Tat dèn (Quand la lampe s’éteint)

(Son mari arrêté et maltraité par les autorités villageoises pour n’avoir pas pu payer la capitation à l’administration coloniale, Madame Dâu dut vendre sa fille et ses chiots à M. le Représentant du peuple Quê afin d’avoir de quoi racheter la liberté de son mari).

… Ne sachant que dire, Madame Dâu baissa humblement la tête en essuyant ses larmes. Les chiots repus revinrent vers leur mère, abandonnant le riz qu’ils n’avaient pu finir. M. le Représentant du peuple donna l’ordre à son domestique de mettre tous les restes dans un panier pour les donner à Ty. Puis, toujours plein de sentiments humains :

- Tiens, petite ! Prends ce riz. Il ne faut jamais gaspiller les biens du Ciel. Tu peux manger avec tes mains, pas besoin de bol, ni de baguettes.

La petite regarda le panier de riz froid avec dégoût, sans se décider à tendre la main pour le recevoir.

M. le Représentant du peuple se fâcha pour de bon :

- Tu ne veux pas manger après mes chiens ?

Madame était folle de colère :

- C’est ta mère qui t’a mis ça dans la tête ? Vaurienne ! Si tu continues à faire la difficile avec nous, je te corrigerai comme il faut. Je te le dis une fois pour toutes : tu ne mérites même pas de manger le riz de mes chiens. Un de mes chiens vaut jusqu’à des dizaines de piastres, tandis que toi, je ne t’ai payée qu’une piastre. Ne fais pas la difficile avec moi !

 

Le film Chi Dâu (Madame Dâu) réalisé en 1980 par Pham Van Khoa est inspiré du roman Tat den de Ngô Tât Tô.

M. le Représentant du peuple s’en prit à la mère :

- Alors quoi ! Tu restes là à faire des yeux ronds sans rien dire à ta fille ! Est-ce que tu aurais honte de la voir manger après mes chiens ?

Ty souffrait tant de voir gronder sa mère qu’elle se hâta de tendre la main pour recevoir le panier de riz. Elle en prit une poignée en hésitant, et la mâcha lentement comme un bœuf rumine de la balle de paddy.

Madame grinça des dents et menaça la petite du doigt :

- Je t’avertis ! Si tu n’as pas mangé tout ce riz d’ici demain, tu n’en auras pas d’autre !

La tête appuyée contre la colonne, Madame Dâu faisait des efforts pour ne pas éclater en sanglots. M. le Représentant du peuple lui demanda :

- Alors, salope, veux-tu qu’on te paie ? À moins que tu regrettes encore ta fille et tes chiens ?

Elle essuya rapidement ses larmes et se leva :

- Monsieur !

Sans lui laisser le temps de finir, le représentant dit à madame :

- Payez-la pour qu’elle sorte d’ici au plus vite. Sa présence m’est insupportable !

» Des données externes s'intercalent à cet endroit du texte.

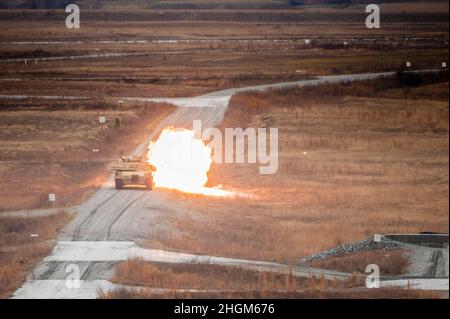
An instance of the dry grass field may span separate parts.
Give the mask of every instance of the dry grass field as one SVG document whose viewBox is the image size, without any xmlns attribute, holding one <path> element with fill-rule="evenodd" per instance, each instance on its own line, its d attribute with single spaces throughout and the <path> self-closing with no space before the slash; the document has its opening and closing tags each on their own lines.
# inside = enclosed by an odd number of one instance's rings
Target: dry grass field
<svg viewBox="0 0 450 319">
<path fill-rule="evenodd" d="M 110 176 L 112 159 L 134 150 L 173 109 L 107 101 L 2 102 L 0 298 L 8 297 L 50 253 L 58 231 L 72 217 L 63 207 L 78 205 L 95 191 Z M 102 128 L 99 116 L 107 117 Z M 59 211 L 2 216 L 4 211 L 49 208 L 49 193 L 56 194 Z"/>
<path fill-rule="evenodd" d="M 313 279 L 217 265 L 153 264 L 131 259 L 115 268 L 113 282 L 163 289 L 297 290 Z M 331 286 L 331 282 L 324 285 Z M 337 285 L 337 283 L 336 283 Z"/>
<path fill-rule="evenodd" d="M 117 265 L 112 281 L 134 289 L 100 291 L 99 298 L 439 298 L 428 291 L 361 289 L 357 277 L 346 282 L 299 279 L 236 267 L 152 264 L 139 259 Z"/>
<path fill-rule="evenodd" d="M 111 159 L 133 151 L 174 109 L 105 101 L 27 103 L 2 106 L 0 211 L 48 207 L 49 193 L 57 194 L 57 207 L 80 203 L 109 176 Z"/>
<path fill-rule="evenodd" d="M 448 59 L 448 4 L 425 7 L 386 5 L 384 27 L 370 31 L 362 6 L 127 7 L 85 11 L 79 30 L 64 27 L 62 10 L 1 10 L 0 94 L 193 96 L 316 75 L 397 70 L 406 61 L 415 69 L 439 68 Z M 130 55 L 34 62 L 111 53 Z M 2 62 L 8 59 L 19 61 Z"/>
<path fill-rule="evenodd" d="M 70 208 L 109 176 L 111 159 L 145 141 L 174 110 L 118 104 L 120 97 L 196 96 L 320 75 L 401 70 L 407 61 L 411 69 L 448 63 L 445 1 L 383 4 L 382 28 L 372 30 L 364 25 L 362 5 L 290 8 L 277 0 L 247 0 L 231 10 L 242 1 L 139 0 L 125 7 L 124 1 L 105 1 L 91 10 L 81 3 L 79 30 L 65 28 L 64 10 L 0 3 L 0 297 L 9 296 L 49 253 L 72 217 Z M 261 176 L 255 165 L 214 165 L 211 185 L 249 197 L 172 192 L 185 205 L 186 218 L 166 216 L 168 229 L 177 231 L 149 234 L 139 244 L 296 264 L 302 256 L 373 233 L 448 231 L 448 73 L 416 80 L 234 96 L 220 128 L 279 128 L 277 174 Z M 103 128 L 99 116 L 108 119 Z M 57 194 L 53 215 L 2 216 L 48 208 L 49 193 Z M 374 258 L 386 274 L 405 271 L 402 252 L 336 257 L 318 266 L 361 271 Z M 409 290 L 342 291 L 320 278 L 305 282 L 140 260 L 121 263 L 113 280 L 248 292 L 124 289 L 101 298 L 435 297 Z"/>
<path fill-rule="evenodd" d="M 45 217 L 0 216 L 0 298 L 9 297 L 36 262 L 51 252 L 53 239 L 70 218 L 63 210 Z"/>
<path fill-rule="evenodd" d="M 346 282 L 295 278 L 237 267 L 152 264 L 139 259 L 120 263 L 115 283 L 135 286 L 100 292 L 102 299 L 134 298 L 437 298 L 427 291 L 360 289 L 360 278 Z M 155 291 L 153 289 L 162 289 Z M 353 288 L 353 289 L 352 289 Z M 183 291 L 183 289 L 185 291 Z M 197 290 L 197 291 L 196 291 Z"/>
<path fill-rule="evenodd" d="M 309 288 L 299 291 L 241 291 L 241 292 L 179 292 L 158 293 L 150 289 L 117 289 L 100 292 L 100 299 L 437 299 L 433 291 L 412 289 L 323 289 Z"/>
<path fill-rule="evenodd" d="M 405 251 L 363 251 L 309 263 L 309 266 L 364 274 L 367 265 L 377 264 L 381 275 L 404 275 L 409 265 Z"/>
<path fill-rule="evenodd" d="M 235 96 L 222 129 L 277 127 L 278 172 L 215 164 L 212 185 L 250 198 L 174 193 L 195 215 L 150 244 L 295 264 L 374 233 L 447 232 L 447 77 Z"/>
</svg>

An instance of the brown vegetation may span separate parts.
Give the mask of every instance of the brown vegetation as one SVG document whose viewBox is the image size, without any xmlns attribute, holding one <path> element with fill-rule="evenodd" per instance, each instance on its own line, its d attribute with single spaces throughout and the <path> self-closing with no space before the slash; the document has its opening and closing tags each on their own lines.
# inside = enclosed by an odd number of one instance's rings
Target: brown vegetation
<svg viewBox="0 0 450 319">
<path fill-rule="evenodd" d="M 55 233 L 70 219 L 70 214 L 61 210 L 41 217 L 5 217 L 0 215 L 0 247 L 36 243 L 30 235 L 38 234 L 39 240 L 53 239 Z"/>
<path fill-rule="evenodd" d="M 252 292 L 155 292 L 149 289 L 115 289 L 101 291 L 100 299 L 437 299 L 442 295 L 433 291 L 410 289 L 304 289 L 302 291 L 252 291 Z"/>
<path fill-rule="evenodd" d="M 296 263 L 373 233 L 447 232 L 448 103 L 419 92 L 448 88 L 427 83 L 404 99 L 384 81 L 354 84 L 356 92 L 372 86 L 371 98 L 352 96 L 346 84 L 235 96 L 221 127 L 279 128 L 277 173 L 214 165 L 211 185 L 250 198 L 174 194 L 195 215 L 149 243 Z"/>
<path fill-rule="evenodd" d="M 101 291 L 102 299 L 153 298 L 438 298 L 427 291 L 364 289 L 360 280 L 338 282 L 295 278 L 207 264 L 154 264 L 140 259 L 121 262 L 112 281 L 126 287 Z M 355 287 L 355 288 L 352 288 Z"/>
<path fill-rule="evenodd" d="M 403 275 L 406 273 L 409 261 L 403 250 L 371 250 L 330 257 L 309 263 L 308 266 L 364 274 L 367 265 L 371 264 L 380 267 L 381 275 Z"/>
<path fill-rule="evenodd" d="M 56 207 L 81 203 L 109 177 L 111 160 L 131 152 L 173 110 L 163 104 L 98 100 L 2 103 L 0 297 L 8 297 L 23 282 L 70 220 L 63 211 L 39 217 L 2 212 L 48 208 L 49 193 L 56 194 Z M 107 117 L 103 126 L 99 116 Z"/>
<path fill-rule="evenodd" d="M 0 298 L 8 297 L 35 264 L 50 253 L 51 240 L 70 217 L 64 211 L 29 218 L 0 215 Z"/>
<path fill-rule="evenodd" d="M 104 2 L 103 11 L 85 11 L 82 30 L 72 30 L 70 36 L 62 10 L 0 10 L 0 41 L 6 41 L 0 47 L 1 60 L 137 54 L 0 61 L 1 95 L 95 98 L 81 102 L 2 99 L 0 212 L 46 207 L 49 192 L 57 194 L 57 206 L 79 203 L 104 181 L 111 157 L 133 149 L 172 110 L 165 105 L 118 106 L 110 97 L 193 96 L 317 75 L 391 71 L 403 68 L 405 61 L 417 69 L 440 68 L 448 59 L 448 4 L 443 2 L 408 4 L 408 14 L 403 3 L 385 5 L 383 28 L 369 36 L 362 22 L 355 23 L 361 20 L 358 6 L 161 11 L 141 10 L 148 6 L 136 1 L 125 11 L 114 3 Z M 61 39 L 63 43 L 58 43 Z M 121 42 L 134 39 L 149 42 Z M 152 42 L 165 39 L 194 41 Z M 311 45 L 305 45 L 304 39 L 311 39 Z M 174 192 L 195 216 L 182 221 L 167 216 L 180 232 L 161 231 L 149 244 L 295 263 L 300 256 L 373 232 L 448 230 L 445 77 L 426 78 L 418 87 L 401 87 L 392 80 L 234 97 L 223 127 L 279 127 L 279 173 L 261 177 L 254 166 L 214 166 L 213 184 L 252 197 L 230 200 Z M 103 129 L 99 115 L 111 120 Z M 2 296 L 17 287 L 26 269 L 51 249 L 46 240 L 66 222 L 65 215 L 58 216 L 61 219 L 26 221 L 0 216 L 0 229 L 6 229 L 0 243 L 9 245 L 0 248 Z M 28 232 L 40 233 L 42 242 L 30 242 Z M 364 262 L 352 258 L 351 267 L 356 269 Z M 154 280 L 167 287 L 187 287 L 190 280 L 206 287 L 202 276 L 195 274 L 198 269 L 169 271 L 133 263 L 121 265 L 117 273 L 130 284 L 145 279 L 150 286 L 155 286 Z M 336 261 L 333 267 L 339 264 Z M 138 271 L 132 274 L 135 267 Z M 262 296 L 259 275 L 198 267 L 209 276 L 222 276 L 217 287 L 244 284 L 256 290 L 254 296 Z M 286 280 L 270 278 L 276 287 Z M 342 293 L 324 291 L 320 285 L 289 296 L 430 296 L 406 290 Z M 127 290 L 104 295 L 111 296 L 137 297 Z"/>
<path fill-rule="evenodd" d="M 2 81 L 0 94 L 192 96 L 308 76 L 391 71 L 406 61 L 414 69 L 440 68 L 448 59 L 448 5 L 443 2 L 387 5 L 383 28 L 370 33 L 360 6 L 264 11 L 136 6 L 85 10 L 83 30 L 70 34 L 61 25 L 62 10 L 0 10 L 0 41 L 7 41 L 0 60 L 29 59 L 27 65 L 2 63 L 0 77 L 12 79 Z M 405 14 L 405 7 L 412 12 Z M 418 21 L 427 23 L 418 27 Z M 33 60 L 104 53 L 138 55 Z"/>
<path fill-rule="evenodd" d="M 113 282 L 164 289 L 278 290 L 299 289 L 313 279 L 208 264 L 156 264 L 140 259 L 121 262 Z M 324 283 L 331 286 L 331 282 Z"/>
<path fill-rule="evenodd" d="M 48 207 L 49 193 L 57 194 L 57 207 L 79 203 L 106 180 L 113 158 L 131 152 L 174 109 L 27 103 L 8 103 L 1 111 L 0 211 Z M 105 125 L 99 116 L 106 116 Z"/>
</svg>

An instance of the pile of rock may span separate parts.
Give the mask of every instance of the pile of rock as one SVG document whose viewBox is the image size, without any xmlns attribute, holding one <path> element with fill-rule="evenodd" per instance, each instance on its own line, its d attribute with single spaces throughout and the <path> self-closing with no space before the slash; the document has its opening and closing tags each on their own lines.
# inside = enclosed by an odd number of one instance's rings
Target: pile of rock
<svg viewBox="0 0 450 319">
<path fill-rule="evenodd" d="M 372 238 L 356 241 L 349 244 L 343 244 L 341 246 L 321 251 L 320 253 L 303 257 L 300 262 L 307 263 L 312 261 L 323 260 L 329 257 L 342 256 L 349 253 L 356 253 L 359 251 L 367 250 L 396 250 L 402 248 L 403 245 L 400 242 L 393 241 L 382 237 L 380 241 L 374 241 Z"/>
</svg>

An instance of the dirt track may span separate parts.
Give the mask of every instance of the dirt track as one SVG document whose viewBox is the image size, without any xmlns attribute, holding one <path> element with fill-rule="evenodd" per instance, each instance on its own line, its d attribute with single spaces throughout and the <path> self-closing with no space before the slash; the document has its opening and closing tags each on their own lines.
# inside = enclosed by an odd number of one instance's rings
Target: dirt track
<svg viewBox="0 0 450 319">
<path fill-rule="evenodd" d="M 163 101 L 179 107 L 154 130 L 149 137 L 149 140 L 152 140 L 157 137 L 162 128 L 168 125 L 191 128 L 193 120 L 201 120 L 203 128 L 216 126 L 222 121 L 230 98 L 238 92 L 368 80 L 392 74 L 393 72 L 320 77 L 299 82 L 230 89 L 185 99 L 124 97 L 122 100 Z M 23 97 L 0 96 L 0 98 L 21 99 Z M 57 97 L 34 96 L 32 98 Z M 135 153 L 144 154 L 146 149 L 147 144 L 143 143 Z M 161 229 L 167 229 L 169 226 L 164 222 L 166 216 L 182 218 L 184 212 L 177 203 L 169 201 L 163 191 L 117 191 L 113 188 L 112 182 L 113 180 L 110 179 L 87 202 L 78 207 L 76 217 L 60 234 L 58 238 L 60 242 L 52 254 L 30 274 L 27 282 L 15 292 L 14 298 L 92 298 L 99 285 L 105 285 L 105 282 L 101 280 L 107 280 L 110 277 L 115 263 L 135 256 L 136 251 L 138 255 L 144 256 L 146 260 L 150 261 L 212 262 L 274 272 L 286 272 L 290 269 L 286 265 L 260 261 L 142 250 L 134 243 L 148 239 Z M 72 242 L 72 244 L 67 242 Z M 115 257 L 117 254 L 120 255 L 120 258 Z M 80 266 L 81 279 L 84 280 L 83 289 L 69 289 L 64 285 L 64 279 L 67 276 L 65 269 L 71 263 Z M 309 277 L 311 274 L 324 275 L 328 278 L 343 279 L 347 277 L 347 274 L 335 271 L 308 267 L 297 268 L 294 269 L 294 275 L 299 277 Z M 42 291 L 45 293 L 42 294 Z"/>
</svg>

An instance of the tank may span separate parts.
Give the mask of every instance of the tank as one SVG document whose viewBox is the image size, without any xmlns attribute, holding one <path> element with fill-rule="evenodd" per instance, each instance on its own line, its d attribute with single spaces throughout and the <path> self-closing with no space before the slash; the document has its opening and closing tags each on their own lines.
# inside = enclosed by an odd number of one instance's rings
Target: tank
<svg viewBox="0 0 450 319">
<path fill-rule="evenodd" d="M 142 156 L 122 156 L 115 161 L 111 169 L 114 170 L 114 181 L 116 189 L 125 187 L 144 186 L 147 190 L 154 188 L 153 165 L 143 160 Z"/>
</svg>

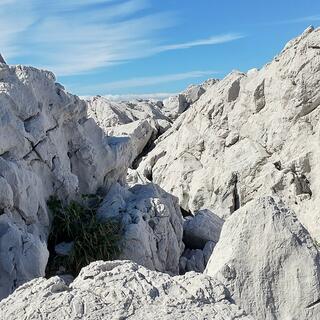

Le carillon de la grosse pendule sonna. Madame prit deux ligatures de sapèques et les jeta brusquement sous la véranda :

- Tiens ! Ton argent !

Madame Dâu se courba pour ramasser les ligatures et les délia pour recompter les sapèques.

- Personne ne songe à te voler une sapèque, lui cria madame. Inutile de recompter !

La mère serra l’argent dans sa ceinture, puis en retenant ses larmes, elle dit à sa fille :

- Reste ici au service de monsieur et de madame, je te quitte, mon enfant !

Ty ouvrit les bras pour étreindre sa mère et éclata en sanglots.

- Ne rentre pas si tôt, maman ! Reste encore un instant.

M. le Représentant du peuple se dressa, bouillant de colère, leva la main, une main aussi grosse que celle d’un génie protecteur de pagode, et donna une gifle retentissante à la petite. Il hurlait comme un général dans un opéra classique :

- Garçon, prends-la par le col et emmène-la à la cuisine…

Ty fut arrachée à sa mère et entraînée de force par le valet qui la fit descendre brutalement de la véranda. Elle se retourna, les traits bouleversés, la bouche déformée par une grimace de douleur. Jetant les yeux sur sa mère, elle lui cria dans un sanglot :

- Maman, amène-moi demain mon petit frère Dan pour jouer. Il me manque trop !

Le lait qui coulait de ses mamelles gonflées et mouillait son corsage, rendait la mère impatiente de revenir à la maison. Quand une mère qui allaite est loin de son enfant et perd son lait, dit-on, c’est signe que le bébé a faim et réclame la tétée. Madame Dâu n’avait même plus le courage de penser à Ty, elle prit le panier, le couvercle, le chapeau déchiré et gagna précipitamment la porte du village de Doài.

Le soleil était descendu à l’horizon. Des corbeaux s’abattaient sur les cimetières. Les pipeaux en feuilles de cocotier des bouviers rappelaient les buffles et les bœufs.